Zugriff in fünf Ländern
Wie die Staatsanwälte aus Bayern nun mitteilten, haben Fahnder schon vor zwei Wochen in einer großangelegten Aktion zahlreiche Büros, Callcenter und Privatwohnungen in fünf europäischen Staaten durchsucht und dabei zahlreiche belastende Beweise sichergestellt. Im Rahmen der Razzia, die im Ausland parallel in Georgien, Nordmazedonien, Albanien, Bulgarien durchgeführt wurde, sind fünf Tatverdächtige festgenommen worden. Zahlreiche Fahnder, auch aus weiteren europäischen Ländern, waren dabei im Einsatz. Allein in der georgischen Hauptstadt Tiflis unterstützten fünf Staatsanwälte sowie 60 Polizeibeamte und IT-Forensiker aus Deutschland die Behörden vor Ort.
Neben mehr als 500 Computern, Mobiltelefonen und Datenträgern wurden Vermögenswerte in zweistelliger Millionenhöhe arrestiert. Konkret ging es dabei um Bankkonten, Bargeld sowie Bitcoin-Wallets. In Deutschland lagen die örtlichen Schwerpunkte in der Zuständigkeit der Kriminalpolizei in Oberfranken sowie der Polizeidirektion Leipzig. Jetzt beginnt die Phase der Auswertung der Beweismittel. Im Anbetracht der Komplexität der Täterstrukturen der „Milton Group“ könne dies noch geraume Zeit in Anspruch nehmen, heißt es in der Erklärung der ZCB.

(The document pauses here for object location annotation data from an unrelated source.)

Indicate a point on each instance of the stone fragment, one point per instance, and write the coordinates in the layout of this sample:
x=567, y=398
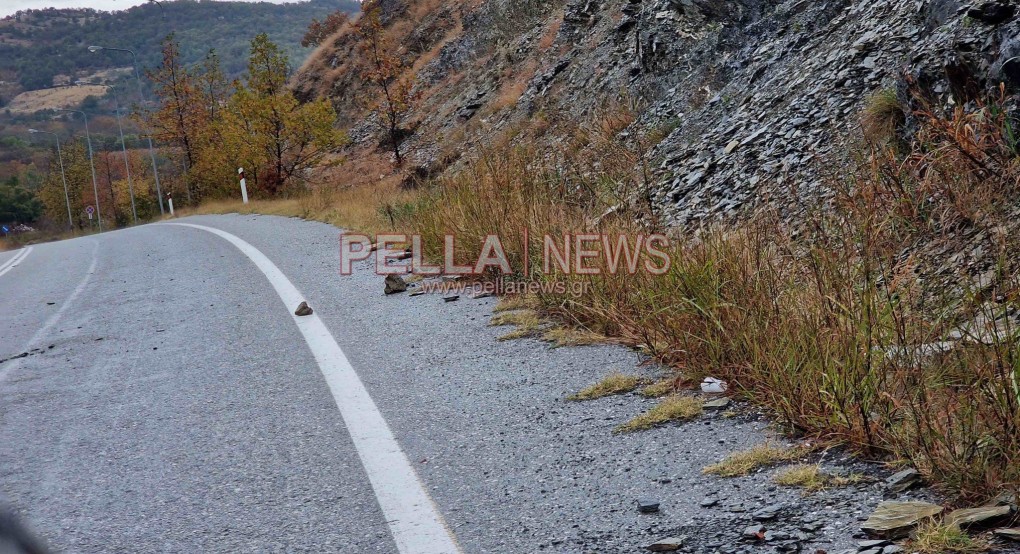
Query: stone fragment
x=897, y=519
x=395, y=284
x=648, y=506
x=767, y=513
x=669, y=544
x=754, y=533
x=708, y=502
x=303, y=309
x=717, y=404
x=902, y=481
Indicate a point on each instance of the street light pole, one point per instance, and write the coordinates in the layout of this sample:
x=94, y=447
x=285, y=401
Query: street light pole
x=95, y=184
x=63, y=178
x=141, y=95
x=123, y=146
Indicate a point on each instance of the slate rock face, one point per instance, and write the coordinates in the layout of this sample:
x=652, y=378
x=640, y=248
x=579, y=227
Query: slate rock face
x=757, y=94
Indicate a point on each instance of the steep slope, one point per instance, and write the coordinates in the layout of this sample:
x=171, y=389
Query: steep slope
x=37, y=46
x=750, y=97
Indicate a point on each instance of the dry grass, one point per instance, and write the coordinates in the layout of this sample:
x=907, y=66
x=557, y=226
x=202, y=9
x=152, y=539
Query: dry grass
x=614, y=384
x=811, y=477
x=882, y=117
x=63, y=97
x=562, y=336
x=517, y=302
x=793, y=317
x=659, y=389
x=527, y=323
x=743, y=463
x=672, y=408
x=933, y=537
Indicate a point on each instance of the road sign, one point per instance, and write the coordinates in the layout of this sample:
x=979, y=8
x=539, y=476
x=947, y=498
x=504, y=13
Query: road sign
x=244, y=185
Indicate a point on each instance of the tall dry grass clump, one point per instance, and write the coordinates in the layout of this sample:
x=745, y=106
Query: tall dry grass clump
x=849, y=324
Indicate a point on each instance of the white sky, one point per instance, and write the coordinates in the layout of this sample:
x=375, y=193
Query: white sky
x=8, y=7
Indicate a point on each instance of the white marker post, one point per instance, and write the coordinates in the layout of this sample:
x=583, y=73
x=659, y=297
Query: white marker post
x=244, y=186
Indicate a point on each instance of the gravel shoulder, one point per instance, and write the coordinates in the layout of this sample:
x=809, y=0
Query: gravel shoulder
x=513, y=465
x=181, y=410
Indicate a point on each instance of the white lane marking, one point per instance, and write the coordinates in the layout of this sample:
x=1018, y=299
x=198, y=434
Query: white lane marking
x=52, y=320
x=11, y=263
x=414, y=520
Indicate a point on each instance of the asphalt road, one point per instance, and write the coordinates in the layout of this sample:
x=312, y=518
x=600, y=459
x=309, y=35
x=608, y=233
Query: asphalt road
x=168, y=402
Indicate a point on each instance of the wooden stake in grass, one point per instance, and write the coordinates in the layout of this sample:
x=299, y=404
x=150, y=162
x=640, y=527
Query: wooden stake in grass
x=673, y=408
x=614, y=384
x=742, y=463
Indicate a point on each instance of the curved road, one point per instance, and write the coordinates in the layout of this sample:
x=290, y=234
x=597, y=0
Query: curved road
x=169, y=402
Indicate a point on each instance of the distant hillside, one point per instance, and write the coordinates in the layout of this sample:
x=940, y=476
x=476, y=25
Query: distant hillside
x=37, y=46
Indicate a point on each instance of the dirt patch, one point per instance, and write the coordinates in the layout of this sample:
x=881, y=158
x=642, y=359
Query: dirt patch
x=64, y=97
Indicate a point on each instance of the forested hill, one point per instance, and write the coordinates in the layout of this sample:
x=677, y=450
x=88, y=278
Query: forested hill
x=38, y=45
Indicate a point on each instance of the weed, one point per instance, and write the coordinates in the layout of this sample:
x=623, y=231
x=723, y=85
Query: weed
x=562, y=336
x=933, y=537
x=882, y=117
x=811, y=477
x=614, y=384
x=672, y=408
x=743, y=463
x=659, y=389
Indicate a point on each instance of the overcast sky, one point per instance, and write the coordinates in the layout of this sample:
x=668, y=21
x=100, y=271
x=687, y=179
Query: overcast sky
x=8, y=7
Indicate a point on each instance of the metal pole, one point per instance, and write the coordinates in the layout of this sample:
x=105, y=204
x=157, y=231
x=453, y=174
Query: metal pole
x=141, y=95
x=70, y=220
x=123, y=146
x=152, y=153
x=63, y=178
x=95, y=184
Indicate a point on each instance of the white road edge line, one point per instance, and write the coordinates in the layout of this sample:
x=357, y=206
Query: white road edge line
x=414, y=520
x=11, y=263
x=52, y=320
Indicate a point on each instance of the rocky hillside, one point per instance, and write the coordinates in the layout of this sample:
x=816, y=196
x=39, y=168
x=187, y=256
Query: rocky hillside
x=748, y=99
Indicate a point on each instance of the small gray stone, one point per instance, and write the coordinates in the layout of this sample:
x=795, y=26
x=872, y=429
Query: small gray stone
x=648, y=506
x=754, y=533
x=303, y=310
x=717, y=404
x=395, y=284
x=669, y=544
x=767, y=513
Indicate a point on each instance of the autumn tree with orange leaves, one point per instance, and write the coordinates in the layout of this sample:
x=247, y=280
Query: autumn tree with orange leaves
x=387, y=71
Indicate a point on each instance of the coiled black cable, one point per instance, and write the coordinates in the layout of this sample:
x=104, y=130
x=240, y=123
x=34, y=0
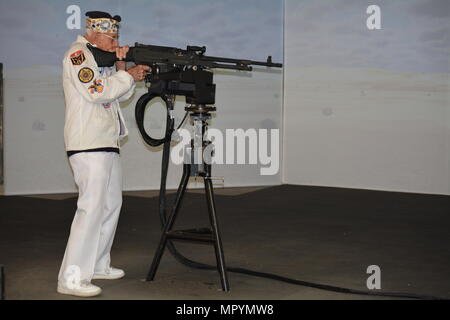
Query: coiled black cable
x=139, y=112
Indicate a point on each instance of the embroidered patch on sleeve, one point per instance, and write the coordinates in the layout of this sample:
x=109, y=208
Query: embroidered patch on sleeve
x=86, y=75
x=77, y=57
x=96, y=87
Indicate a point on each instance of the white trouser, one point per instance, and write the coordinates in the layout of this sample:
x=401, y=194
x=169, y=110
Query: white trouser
x=98, y=176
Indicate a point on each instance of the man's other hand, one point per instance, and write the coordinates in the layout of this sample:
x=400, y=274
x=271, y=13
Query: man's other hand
x=121, y=52
x=139, y=72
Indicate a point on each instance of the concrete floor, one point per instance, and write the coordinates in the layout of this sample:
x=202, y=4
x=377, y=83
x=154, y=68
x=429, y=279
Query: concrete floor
x=317, y=234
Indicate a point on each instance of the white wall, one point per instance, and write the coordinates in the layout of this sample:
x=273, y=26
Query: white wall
x=35, y=160
x=34, y=156
x=367, y=108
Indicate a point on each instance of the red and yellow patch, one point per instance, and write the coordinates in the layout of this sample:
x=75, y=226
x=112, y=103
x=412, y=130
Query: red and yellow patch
x=86, y=75
x=77, y=58
x=97, y=86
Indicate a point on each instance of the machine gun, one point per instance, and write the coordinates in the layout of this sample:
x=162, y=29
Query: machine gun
x=186, y=73
x=180, y=72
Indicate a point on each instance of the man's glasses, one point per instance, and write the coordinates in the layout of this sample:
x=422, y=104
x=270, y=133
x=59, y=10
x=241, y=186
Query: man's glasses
x=115, y=38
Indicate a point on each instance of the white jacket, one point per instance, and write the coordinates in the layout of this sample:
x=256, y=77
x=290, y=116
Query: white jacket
x=93, y=117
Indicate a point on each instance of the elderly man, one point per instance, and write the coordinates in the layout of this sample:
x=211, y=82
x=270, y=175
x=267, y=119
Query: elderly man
x=93, y=128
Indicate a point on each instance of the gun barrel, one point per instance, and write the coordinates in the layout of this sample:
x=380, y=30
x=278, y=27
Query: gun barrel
x=242, y=61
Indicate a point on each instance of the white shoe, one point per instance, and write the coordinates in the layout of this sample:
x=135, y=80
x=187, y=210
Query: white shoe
x=109, y=274
x=83, y=289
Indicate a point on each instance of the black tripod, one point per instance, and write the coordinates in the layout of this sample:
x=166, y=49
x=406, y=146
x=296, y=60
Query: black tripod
x=195, y=166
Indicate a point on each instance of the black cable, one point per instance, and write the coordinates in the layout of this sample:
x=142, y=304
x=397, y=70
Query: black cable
x=182, y=121
x=140, y=110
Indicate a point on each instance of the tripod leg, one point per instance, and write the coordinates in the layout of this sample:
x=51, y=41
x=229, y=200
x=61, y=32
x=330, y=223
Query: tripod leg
x=169, y=223
x=216, y=233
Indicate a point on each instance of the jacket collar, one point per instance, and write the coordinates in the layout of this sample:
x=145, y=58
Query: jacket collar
x=82, y=39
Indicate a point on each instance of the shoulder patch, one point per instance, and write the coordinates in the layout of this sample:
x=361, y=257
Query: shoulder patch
x=77, y=57
x=86, y=75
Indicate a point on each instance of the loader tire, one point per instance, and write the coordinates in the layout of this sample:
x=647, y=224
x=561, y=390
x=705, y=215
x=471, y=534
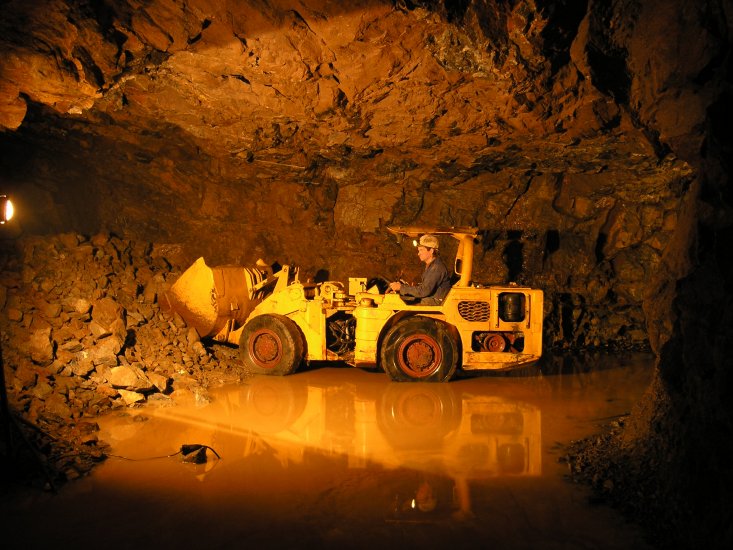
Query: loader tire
x=419, y=349
x=271, y=344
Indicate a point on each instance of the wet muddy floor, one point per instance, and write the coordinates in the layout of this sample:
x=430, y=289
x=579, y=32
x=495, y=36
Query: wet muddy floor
x=343, y=458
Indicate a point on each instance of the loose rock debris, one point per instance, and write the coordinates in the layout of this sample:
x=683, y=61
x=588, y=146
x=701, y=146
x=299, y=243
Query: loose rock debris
x=82, y=334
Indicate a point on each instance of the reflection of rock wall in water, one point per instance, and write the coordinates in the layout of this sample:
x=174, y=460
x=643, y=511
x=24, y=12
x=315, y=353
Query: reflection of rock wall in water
x=82, y=331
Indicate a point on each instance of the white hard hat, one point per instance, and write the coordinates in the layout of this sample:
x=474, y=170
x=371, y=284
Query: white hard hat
x=428, y=241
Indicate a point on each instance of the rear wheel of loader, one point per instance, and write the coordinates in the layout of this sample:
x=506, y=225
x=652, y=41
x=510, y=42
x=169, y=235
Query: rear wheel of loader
x=419, y=349
x=271, y=344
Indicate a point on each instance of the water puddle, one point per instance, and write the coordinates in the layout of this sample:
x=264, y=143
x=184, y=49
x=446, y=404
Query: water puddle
x=339, y=457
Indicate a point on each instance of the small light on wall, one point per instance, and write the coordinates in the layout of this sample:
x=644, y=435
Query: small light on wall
x=6, y=209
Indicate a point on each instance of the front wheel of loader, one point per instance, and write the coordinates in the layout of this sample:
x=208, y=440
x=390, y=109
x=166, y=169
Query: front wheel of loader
x=272, y=345
x=419, y=349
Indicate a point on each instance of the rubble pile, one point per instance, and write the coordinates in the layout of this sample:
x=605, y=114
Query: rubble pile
x=83, y=333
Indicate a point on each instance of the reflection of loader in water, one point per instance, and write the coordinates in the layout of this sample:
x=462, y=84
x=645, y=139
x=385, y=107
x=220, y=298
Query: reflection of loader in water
x=426, y=443
x=279, y=322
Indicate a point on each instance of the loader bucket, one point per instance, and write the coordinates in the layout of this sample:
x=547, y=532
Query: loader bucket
x=208, y=298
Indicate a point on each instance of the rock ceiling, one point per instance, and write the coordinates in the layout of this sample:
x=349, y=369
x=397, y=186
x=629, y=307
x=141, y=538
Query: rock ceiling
x=295, y=130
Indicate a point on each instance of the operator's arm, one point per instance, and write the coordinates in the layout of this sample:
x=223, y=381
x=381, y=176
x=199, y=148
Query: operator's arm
x=431, y=278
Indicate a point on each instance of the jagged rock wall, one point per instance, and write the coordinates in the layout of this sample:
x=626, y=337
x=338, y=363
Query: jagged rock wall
x=296, y=131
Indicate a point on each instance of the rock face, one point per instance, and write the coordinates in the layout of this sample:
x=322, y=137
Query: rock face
x=587, y=140
x=83, y=334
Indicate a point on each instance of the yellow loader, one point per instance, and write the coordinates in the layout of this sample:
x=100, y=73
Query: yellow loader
x=281, y=323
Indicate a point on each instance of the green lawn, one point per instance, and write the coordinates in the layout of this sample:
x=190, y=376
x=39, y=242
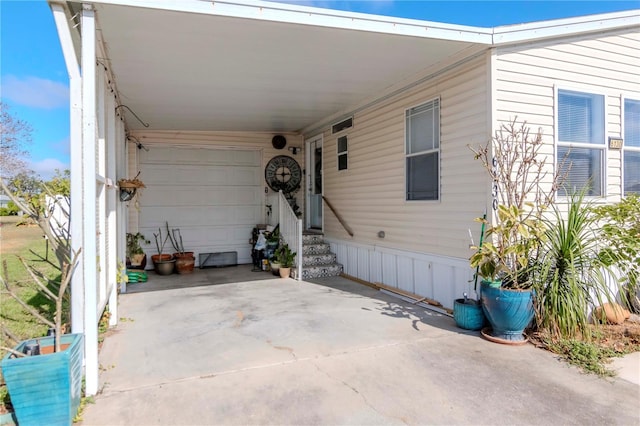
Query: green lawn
x=27, y=242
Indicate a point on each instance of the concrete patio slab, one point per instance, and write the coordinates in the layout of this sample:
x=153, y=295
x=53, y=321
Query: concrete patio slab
x=278, y=351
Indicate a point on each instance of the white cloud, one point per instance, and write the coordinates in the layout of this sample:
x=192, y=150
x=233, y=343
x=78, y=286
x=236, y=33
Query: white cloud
x=35, y=92
x=46, y=168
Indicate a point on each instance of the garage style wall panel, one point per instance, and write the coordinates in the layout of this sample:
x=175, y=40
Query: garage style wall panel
x=214, y=196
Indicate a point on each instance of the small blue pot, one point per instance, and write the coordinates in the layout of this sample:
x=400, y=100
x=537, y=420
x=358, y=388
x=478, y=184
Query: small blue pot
x=468, y=314
x=46, y=388
x=509, y=311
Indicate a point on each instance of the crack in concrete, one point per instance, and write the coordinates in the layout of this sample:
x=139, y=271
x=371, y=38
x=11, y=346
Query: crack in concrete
x=357, y=392
x=294, y=359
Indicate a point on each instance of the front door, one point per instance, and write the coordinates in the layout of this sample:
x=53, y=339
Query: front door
x=314, y=182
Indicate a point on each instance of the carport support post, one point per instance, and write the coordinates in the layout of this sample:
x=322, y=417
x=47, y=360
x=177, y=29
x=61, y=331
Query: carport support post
x=89, y=257
x=62, y=20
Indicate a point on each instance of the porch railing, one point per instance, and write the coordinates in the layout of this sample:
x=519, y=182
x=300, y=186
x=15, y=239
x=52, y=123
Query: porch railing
x=291, y=230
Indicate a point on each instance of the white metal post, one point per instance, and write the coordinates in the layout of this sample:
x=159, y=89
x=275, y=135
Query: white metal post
x=112, y=206
x=62, y=20
x=89, y=236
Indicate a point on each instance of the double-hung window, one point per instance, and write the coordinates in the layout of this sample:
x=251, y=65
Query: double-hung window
x=581, y=142
x=422, y=130
x=631, y=151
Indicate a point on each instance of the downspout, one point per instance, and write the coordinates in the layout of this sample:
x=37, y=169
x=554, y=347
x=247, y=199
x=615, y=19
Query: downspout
x=89, y=235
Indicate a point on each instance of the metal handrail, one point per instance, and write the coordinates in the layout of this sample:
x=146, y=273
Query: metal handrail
x=290, y=230
x=335, y=212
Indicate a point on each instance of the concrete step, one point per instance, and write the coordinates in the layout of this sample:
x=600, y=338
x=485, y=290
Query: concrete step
x=312, y=238
x=318, y=259
x=317, y=271
x=316, y=248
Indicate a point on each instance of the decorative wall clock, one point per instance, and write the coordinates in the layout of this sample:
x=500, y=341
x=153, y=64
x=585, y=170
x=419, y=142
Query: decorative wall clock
x=283, y=173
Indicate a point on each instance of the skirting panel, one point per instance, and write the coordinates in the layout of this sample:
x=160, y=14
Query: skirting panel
x=437, y=277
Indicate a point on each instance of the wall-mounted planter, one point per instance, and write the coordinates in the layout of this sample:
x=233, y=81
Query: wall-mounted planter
x=46, y=388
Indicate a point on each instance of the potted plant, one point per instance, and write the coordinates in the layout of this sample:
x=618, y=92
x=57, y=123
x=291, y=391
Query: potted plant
x=286, y=259
x=272, y=250
x=163, y=263
x=185, y=260
x=44, y=374
x=136, y=257
x=509, y=255
x=129, y=188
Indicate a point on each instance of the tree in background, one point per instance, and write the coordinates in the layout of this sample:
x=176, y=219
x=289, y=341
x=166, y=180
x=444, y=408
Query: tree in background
x=15, y=137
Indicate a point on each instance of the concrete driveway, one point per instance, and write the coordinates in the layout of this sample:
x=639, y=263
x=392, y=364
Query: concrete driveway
x=278, y=351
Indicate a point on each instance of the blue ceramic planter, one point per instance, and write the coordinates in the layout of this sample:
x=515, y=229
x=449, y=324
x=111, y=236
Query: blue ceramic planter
x=46, y=389
x=509, y=311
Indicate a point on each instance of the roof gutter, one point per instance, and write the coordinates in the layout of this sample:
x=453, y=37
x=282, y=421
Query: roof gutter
x=562, y=27
x=302, y=15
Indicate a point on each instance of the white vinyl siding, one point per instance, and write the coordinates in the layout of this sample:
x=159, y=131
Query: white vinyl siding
x=631, y=156
x=371, y=197
x=581, y=144
x=342, y=147
x=526, y=76
x=422, y=132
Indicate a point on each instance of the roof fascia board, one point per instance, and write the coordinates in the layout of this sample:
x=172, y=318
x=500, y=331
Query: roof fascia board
x=70, y=40
x=281, y=12
x=398, y=89
x=565, y=27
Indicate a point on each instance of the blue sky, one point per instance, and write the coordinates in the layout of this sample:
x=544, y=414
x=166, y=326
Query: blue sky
x=35, y=84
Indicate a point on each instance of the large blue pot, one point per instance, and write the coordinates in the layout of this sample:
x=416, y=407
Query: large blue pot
x=46, y=389
x=509, y=311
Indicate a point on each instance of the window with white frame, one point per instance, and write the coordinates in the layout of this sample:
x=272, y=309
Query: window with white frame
x=581, y=142
x=422, y=130
x=342, y=152
x=631, y=151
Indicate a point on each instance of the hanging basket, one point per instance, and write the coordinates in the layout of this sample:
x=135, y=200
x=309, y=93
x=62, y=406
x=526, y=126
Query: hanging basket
x=131, y=183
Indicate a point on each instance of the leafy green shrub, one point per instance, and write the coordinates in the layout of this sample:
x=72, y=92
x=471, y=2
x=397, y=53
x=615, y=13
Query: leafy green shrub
x=586, y=355
x=620, y=231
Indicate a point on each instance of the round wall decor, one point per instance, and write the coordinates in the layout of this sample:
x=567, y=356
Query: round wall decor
x=283, y=173
x=278, y=141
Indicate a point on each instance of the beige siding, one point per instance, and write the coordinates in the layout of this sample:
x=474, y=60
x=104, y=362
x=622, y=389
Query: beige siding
x=232, y=140
x=370, y=195
x=526, y=75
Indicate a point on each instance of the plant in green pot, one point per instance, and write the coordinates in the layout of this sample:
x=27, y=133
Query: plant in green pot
x=286, y=258
x=136, y=257
x=508, y=258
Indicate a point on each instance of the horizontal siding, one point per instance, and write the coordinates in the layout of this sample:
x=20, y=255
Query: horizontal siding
x=232, y=140
x=607, y=63
x=370, y=195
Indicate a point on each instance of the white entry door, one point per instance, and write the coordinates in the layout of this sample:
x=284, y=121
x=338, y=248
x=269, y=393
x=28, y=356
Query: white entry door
x=214, y=196
x=314, y=182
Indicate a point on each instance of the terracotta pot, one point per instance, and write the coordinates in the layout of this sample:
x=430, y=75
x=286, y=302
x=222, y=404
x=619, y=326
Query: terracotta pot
x=285, y=272
x=164, y=267
x=186, y=254
x=160, y=257
x=185, y=265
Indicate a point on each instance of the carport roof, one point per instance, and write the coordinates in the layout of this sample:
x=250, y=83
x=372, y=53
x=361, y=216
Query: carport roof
x=262, y=66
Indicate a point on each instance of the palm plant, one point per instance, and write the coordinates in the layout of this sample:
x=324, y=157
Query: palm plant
x=571, y=276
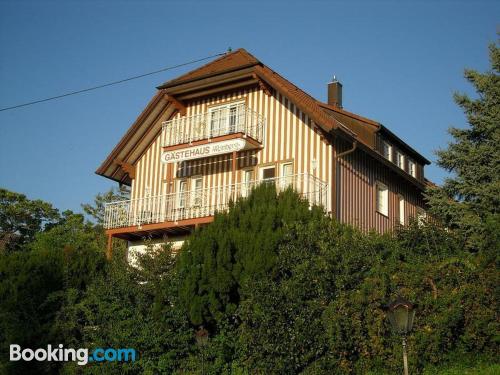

Dass die Ermittlungen nicht ohne Folge bleiben, selbst für zentrale Figuren in den kriminellen Strukturen, belegt die deutsche Strafjustiz eindrucksvoll. Anfang dieses Jahres verurteilte eine Strafkammer am Landgericht München I einen Komplizen des international bekannten Cyberkriminellen „Wolf of Sofia“ wegen gewerbs- und bandenmäßigen Betrugs zu einer Haftstrafe von sechs Jahren und zehn Monaten Haft. Erst vergangene Woche hat in Nürnberg eine weiterer Prozess wegen Anlagebetrugs im Internet begonnen. In dem Fall, den die ZCB ebenfalls zur Anklage brachte, soll der Schaden der leichtgläubigen Privatanleger 14 Millionen Euro betragen.